Complementation of the scl14 Mutant Phenotype. Quantitative real-time RT-PCR analysis (top panel) of relative CYP81D11 transcript levels in as-1:GUS (WT) and scl14 plants and three independent transgenic lines expressing SCL14 under the control of the CaMV 35S promoter in the scl14 mutant background (scl14/35S:SCL14).
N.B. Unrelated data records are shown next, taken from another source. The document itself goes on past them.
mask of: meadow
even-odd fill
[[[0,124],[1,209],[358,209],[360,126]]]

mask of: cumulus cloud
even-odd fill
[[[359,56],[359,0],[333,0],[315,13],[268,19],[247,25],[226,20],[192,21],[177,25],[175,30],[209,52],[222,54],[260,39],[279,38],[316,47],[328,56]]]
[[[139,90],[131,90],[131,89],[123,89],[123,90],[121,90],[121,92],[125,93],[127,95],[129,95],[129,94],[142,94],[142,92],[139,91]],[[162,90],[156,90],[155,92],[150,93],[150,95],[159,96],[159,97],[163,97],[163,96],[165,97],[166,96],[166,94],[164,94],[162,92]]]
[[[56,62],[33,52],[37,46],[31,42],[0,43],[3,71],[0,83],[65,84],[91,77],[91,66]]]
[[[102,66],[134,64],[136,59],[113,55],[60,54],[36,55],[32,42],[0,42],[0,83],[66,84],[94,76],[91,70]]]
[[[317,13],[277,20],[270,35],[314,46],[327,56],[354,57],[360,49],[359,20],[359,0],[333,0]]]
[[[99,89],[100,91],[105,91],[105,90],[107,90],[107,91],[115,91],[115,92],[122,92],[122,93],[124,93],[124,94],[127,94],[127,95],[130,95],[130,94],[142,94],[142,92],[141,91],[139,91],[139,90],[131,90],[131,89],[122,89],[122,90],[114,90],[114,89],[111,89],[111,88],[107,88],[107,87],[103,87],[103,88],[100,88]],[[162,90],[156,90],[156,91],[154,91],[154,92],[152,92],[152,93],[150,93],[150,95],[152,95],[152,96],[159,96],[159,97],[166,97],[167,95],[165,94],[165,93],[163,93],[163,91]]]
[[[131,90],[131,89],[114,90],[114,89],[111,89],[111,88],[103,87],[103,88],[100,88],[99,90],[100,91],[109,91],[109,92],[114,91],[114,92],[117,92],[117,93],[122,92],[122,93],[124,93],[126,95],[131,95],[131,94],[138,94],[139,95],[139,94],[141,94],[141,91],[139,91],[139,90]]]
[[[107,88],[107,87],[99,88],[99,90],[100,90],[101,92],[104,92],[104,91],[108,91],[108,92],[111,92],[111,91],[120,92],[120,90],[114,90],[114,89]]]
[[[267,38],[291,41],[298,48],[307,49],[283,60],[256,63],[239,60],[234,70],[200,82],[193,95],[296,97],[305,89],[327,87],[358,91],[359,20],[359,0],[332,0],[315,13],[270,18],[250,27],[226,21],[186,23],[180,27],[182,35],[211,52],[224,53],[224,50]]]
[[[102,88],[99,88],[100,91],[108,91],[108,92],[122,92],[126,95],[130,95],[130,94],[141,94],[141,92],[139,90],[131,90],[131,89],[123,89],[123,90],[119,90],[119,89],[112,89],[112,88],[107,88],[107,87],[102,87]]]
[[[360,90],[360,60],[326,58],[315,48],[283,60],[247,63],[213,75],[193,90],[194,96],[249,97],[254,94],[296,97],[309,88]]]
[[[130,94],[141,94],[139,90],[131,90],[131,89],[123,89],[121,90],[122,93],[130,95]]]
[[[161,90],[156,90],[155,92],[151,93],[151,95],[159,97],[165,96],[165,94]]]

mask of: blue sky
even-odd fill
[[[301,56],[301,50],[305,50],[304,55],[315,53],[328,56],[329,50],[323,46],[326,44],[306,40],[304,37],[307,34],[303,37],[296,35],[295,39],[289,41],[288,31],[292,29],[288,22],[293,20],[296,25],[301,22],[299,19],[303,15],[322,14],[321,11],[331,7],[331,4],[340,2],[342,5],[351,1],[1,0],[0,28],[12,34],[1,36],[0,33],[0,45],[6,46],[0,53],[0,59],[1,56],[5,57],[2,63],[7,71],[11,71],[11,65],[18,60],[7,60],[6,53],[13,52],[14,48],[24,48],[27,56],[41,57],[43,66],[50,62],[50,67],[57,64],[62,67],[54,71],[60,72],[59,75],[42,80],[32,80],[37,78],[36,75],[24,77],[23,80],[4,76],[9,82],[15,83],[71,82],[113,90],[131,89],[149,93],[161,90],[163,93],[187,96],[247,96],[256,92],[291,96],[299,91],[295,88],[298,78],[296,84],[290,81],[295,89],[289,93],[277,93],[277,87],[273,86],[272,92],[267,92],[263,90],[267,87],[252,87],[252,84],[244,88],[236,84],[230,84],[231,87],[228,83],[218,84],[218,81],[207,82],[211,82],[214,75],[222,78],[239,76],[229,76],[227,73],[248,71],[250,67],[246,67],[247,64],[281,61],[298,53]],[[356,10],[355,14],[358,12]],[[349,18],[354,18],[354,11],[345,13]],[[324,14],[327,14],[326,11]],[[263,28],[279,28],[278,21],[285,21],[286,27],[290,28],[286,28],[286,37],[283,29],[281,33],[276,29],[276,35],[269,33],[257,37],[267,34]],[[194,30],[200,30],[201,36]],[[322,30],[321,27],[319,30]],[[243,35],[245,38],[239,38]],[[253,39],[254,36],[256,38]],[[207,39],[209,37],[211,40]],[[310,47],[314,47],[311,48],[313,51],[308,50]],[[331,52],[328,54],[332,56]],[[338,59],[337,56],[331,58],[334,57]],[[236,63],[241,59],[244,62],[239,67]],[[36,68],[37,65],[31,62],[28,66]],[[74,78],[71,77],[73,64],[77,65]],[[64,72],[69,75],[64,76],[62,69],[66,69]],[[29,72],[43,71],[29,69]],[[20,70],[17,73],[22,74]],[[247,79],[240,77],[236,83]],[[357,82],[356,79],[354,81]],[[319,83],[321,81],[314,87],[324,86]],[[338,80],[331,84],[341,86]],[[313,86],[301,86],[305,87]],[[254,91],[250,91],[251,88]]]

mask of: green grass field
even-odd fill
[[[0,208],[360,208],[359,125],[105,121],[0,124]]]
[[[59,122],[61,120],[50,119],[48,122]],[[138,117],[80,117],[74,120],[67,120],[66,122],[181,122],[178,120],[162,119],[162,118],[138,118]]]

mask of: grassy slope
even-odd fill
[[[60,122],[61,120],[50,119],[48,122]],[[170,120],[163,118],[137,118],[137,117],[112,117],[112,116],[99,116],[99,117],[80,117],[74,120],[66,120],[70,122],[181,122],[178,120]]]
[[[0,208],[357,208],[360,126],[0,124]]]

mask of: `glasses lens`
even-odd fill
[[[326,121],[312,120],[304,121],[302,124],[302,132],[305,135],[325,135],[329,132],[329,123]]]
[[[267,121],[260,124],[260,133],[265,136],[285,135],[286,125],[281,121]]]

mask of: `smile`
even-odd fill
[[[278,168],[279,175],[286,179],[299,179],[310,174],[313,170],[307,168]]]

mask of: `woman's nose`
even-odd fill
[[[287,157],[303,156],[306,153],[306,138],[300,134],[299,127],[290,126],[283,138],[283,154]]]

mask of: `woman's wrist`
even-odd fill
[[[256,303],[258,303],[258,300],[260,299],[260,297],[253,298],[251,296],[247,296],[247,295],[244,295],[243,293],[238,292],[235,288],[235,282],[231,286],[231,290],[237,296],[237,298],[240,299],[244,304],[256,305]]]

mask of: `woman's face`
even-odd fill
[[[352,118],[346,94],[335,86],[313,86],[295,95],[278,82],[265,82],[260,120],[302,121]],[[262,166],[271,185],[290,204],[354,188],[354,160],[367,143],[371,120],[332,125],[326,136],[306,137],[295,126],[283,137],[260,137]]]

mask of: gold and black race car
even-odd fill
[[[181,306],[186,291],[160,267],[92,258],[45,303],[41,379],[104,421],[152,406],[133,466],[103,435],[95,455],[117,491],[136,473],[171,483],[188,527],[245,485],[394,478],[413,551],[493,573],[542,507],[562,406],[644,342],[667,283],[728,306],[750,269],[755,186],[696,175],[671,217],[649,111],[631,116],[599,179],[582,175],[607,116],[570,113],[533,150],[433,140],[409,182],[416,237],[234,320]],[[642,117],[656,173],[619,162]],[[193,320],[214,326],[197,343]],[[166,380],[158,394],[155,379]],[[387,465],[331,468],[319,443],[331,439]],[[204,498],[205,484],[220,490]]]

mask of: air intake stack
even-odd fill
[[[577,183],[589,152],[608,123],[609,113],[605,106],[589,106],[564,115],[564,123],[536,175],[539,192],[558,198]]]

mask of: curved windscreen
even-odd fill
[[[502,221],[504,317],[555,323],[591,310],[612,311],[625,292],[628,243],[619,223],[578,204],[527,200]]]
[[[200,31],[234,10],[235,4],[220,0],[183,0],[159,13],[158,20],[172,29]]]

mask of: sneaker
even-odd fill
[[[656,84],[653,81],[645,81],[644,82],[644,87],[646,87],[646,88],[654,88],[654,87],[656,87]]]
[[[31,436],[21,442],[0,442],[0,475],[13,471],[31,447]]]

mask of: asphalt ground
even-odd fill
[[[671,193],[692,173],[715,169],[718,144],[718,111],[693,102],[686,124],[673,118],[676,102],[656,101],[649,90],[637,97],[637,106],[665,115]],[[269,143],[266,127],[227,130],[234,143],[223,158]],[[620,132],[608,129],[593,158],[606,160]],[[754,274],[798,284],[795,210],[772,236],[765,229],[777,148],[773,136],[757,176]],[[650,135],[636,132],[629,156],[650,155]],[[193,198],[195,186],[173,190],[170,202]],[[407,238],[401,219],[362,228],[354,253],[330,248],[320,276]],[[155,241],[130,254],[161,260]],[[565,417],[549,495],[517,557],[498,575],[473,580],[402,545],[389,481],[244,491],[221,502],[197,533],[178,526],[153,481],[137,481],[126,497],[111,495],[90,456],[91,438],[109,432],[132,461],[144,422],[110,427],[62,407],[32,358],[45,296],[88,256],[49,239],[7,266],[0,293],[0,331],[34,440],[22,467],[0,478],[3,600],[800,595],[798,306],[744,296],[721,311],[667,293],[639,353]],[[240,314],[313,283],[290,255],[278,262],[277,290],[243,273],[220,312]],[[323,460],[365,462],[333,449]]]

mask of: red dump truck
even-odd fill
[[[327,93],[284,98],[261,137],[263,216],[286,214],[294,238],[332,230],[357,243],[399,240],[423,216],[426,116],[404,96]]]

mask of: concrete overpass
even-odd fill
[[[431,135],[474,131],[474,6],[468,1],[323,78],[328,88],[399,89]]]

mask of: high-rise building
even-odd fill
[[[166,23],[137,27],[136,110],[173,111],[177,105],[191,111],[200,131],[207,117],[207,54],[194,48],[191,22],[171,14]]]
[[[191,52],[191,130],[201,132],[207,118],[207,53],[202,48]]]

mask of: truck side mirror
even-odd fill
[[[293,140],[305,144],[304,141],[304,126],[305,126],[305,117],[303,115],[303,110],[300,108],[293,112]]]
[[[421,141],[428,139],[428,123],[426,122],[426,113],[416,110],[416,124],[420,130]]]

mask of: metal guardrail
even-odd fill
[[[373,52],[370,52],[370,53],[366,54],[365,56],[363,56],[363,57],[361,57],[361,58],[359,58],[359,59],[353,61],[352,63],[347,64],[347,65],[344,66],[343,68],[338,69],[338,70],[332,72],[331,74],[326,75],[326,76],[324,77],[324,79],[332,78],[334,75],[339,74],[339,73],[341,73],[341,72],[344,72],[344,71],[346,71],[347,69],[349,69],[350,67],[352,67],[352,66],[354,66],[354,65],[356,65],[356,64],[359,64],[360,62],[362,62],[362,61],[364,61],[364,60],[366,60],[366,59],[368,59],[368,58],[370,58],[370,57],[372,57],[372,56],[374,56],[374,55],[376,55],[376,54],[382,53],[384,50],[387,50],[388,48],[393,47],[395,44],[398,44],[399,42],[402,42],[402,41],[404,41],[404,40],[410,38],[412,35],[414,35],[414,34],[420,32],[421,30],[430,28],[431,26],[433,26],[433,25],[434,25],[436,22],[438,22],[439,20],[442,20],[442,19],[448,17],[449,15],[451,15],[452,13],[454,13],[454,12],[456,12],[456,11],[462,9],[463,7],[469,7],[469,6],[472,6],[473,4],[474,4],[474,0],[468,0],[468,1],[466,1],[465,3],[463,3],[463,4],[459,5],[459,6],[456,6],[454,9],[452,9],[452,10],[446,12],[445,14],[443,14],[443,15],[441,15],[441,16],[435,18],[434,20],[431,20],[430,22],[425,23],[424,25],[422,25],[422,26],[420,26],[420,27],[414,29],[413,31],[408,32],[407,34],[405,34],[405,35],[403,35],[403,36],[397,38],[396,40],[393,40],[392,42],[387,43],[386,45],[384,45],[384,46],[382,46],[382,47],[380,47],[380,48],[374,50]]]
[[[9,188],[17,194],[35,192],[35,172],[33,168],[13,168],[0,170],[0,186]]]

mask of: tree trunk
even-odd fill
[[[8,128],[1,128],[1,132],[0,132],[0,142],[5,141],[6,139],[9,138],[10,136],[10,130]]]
Three-week-old plants grown on MS plates were treated with 0.1 mM TIBA and further incubated for 3 or 10 h as indicated below the bars (hyphens indicate untreated plants). Mean values (±sd) of three independent biological replicates are indicated. The transcript value in untreated as-1:GUS plants was set to 1. Crude protein extracts of the plants used for quantitative real-time RT-PCR analysis were subjected to protein gel blot analysis with the αSCL14 antiserum (bottom panel). The star marks an unspecific band that serves as a loading control. All plants carry the as-1:GUS transgene; WT refers to an intact SCL14 allele.

Figure 10.

Susceptibility of Plants with Decreased or Increased SCL14 Protein Levels to Toxic Chemicals. (A) Growth phenotypes of as-1:GUS (WT) plants, HA₃-SCL14 transgenic plant line #5, and scl14 and tga2 tga5 tga6 (tga2,5,6) mutant plants on MS plates containing 0.1 mM INA or 0.1 mM TIBA. Photographs were taken 2 weeks after germination. Bars = 5 mm. (B) Quantitative real-time RT-PCR analysis of relative CYP81D11, MtN19-like, and GSTU7 transcript levels in as-1:GUS (WT) plants and HA₃-SCL14 transgenic plant line #5. Plants were grown for 3 weeks on MS plates containing 25 μM INA or 12,5 μM TIBA. Transcript values in INA- or TIBA-treated wild-type plants were set to 1. Mean values (±sd) of three independent biological replicates are indicated. Except for the tga2 tga5 tga6 mutants, analyzed plant lines carry the as-1-GUS transgene; WT refers to an intact SCL14 allele.